The median of the grades is the same in economics and statistics (median = 10). Therefore, had we computed only the medians, we could have concluded that the students performed as well in economics as in statistics. However, although the medians are exactly the same for both classes, it is clear that students performed better in economics than in statistics. In fact, the mean of the grades in economics is 13.6 and the mean of the grades in statistics is 8.6. What we have just shown here is that the median is based only on one single value, the middle value, or on the two middle values if there are an even number of observations, while the mean is based on all values (and thus includes more information). The median is therefore not sensible to outliers, but it is also not unique (i.e., not specific) to different series of data, whereas the mean is much more likely to be different and unique for different series of data. This difference in terms of specificity and uniqueness between the two measures may make the mean more useful for data with no outlier.

In conclusion, depending on the context and the data, it is often more interesting to report the mean or the median, or both. As a last remark regarding the comparison between the two most important location measures, note that when the mean and median are equal, the distribution of your data can often be considered to follow a normal distribution (also referred as Gaussian distribution).

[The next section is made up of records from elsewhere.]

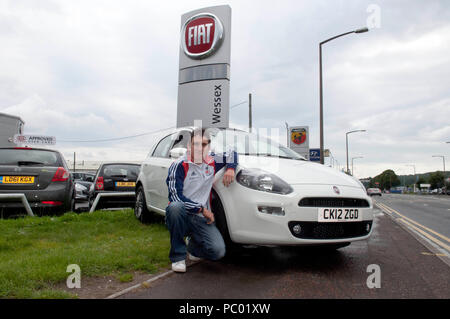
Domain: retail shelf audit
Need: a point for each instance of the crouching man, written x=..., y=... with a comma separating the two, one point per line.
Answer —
x=189, y=182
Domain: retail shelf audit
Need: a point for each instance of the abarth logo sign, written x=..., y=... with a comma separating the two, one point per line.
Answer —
x=298, y=136
x=201, y=35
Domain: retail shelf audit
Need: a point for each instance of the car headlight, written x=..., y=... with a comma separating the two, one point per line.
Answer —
x=263, y=181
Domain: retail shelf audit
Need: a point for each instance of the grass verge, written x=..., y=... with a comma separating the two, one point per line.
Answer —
x=35, y=252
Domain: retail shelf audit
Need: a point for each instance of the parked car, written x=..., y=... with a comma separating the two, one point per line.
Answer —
x=278, y=198
x=114, y=178
x=84, y=177
x=374, y=192
x=41, y=174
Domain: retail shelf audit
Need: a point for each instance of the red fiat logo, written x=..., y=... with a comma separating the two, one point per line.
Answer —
x=201, y=35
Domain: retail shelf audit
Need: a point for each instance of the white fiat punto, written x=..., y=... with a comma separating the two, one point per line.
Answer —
x=278, y=197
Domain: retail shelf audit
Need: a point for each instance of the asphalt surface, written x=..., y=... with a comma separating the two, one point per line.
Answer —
x=408, y=270
x=432, y=211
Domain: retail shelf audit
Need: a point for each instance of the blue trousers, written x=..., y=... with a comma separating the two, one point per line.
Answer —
x=205, y=239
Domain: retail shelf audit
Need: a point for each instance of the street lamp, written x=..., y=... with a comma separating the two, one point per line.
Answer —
x=415, y=178
x=353, y=172
x=361, y=30
x=443, y=161
x=346, y=143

\(1^{st}\) and \(3^{rd}\) quartiles

The first and third quartiles are similar to the median in the sense that they also divide the observations into two parts, except that these parts are not equal. Remind that the median divides the data into two equal parts (with 50% of the observations below and 50% above the median). The first quartile cuts the observations such that there are 25% of the observations below and thus 75% above the first quartile. The third quartile, as you have guessed by now, represents the value with 75% of the observations below it and thus 25% of the observations above it. There exists several methods to compute the first and third quartile (which sometimes give slight differences, R for instance uses a different method), but here is I believe the easiest one when computing these statistics by hand:

  1. sort the data in ascending order
  2. compute \(0.25 \cdot n\) and \(0.75 \cdot n\) (i.e., 0.25 and 0.75 times the number of observations)
  3. round up these two numbers to the next whole number
  4. these two numbers represent the rank of the first and third quartile (in the sorted series), respectively

The steps are the same for both an odd and even number of observations. Here is an example with the following series, representing the height in cm of 9 adults:

170.2, 181.5, 188.9, 163.9, 166.4, 163.7, 160.4, 175.8 and 181.5

We first order from lowest to highest:

160.4, 163.7, 163.9, 166.4, 170.2, 175.8, 181.5, 181.5 and 188.9

There are 9 observations so \[0.25 \cdot 9 = 2.25\] and \[0.75 \cdot 9 = 6.75\]

Rounding up to the whole number gives 3 and 7, which represent the rank of the first and third quartiles, respectively. Therefore, the first quartile is 163.9 cm and the third quartile is 181.5 cm.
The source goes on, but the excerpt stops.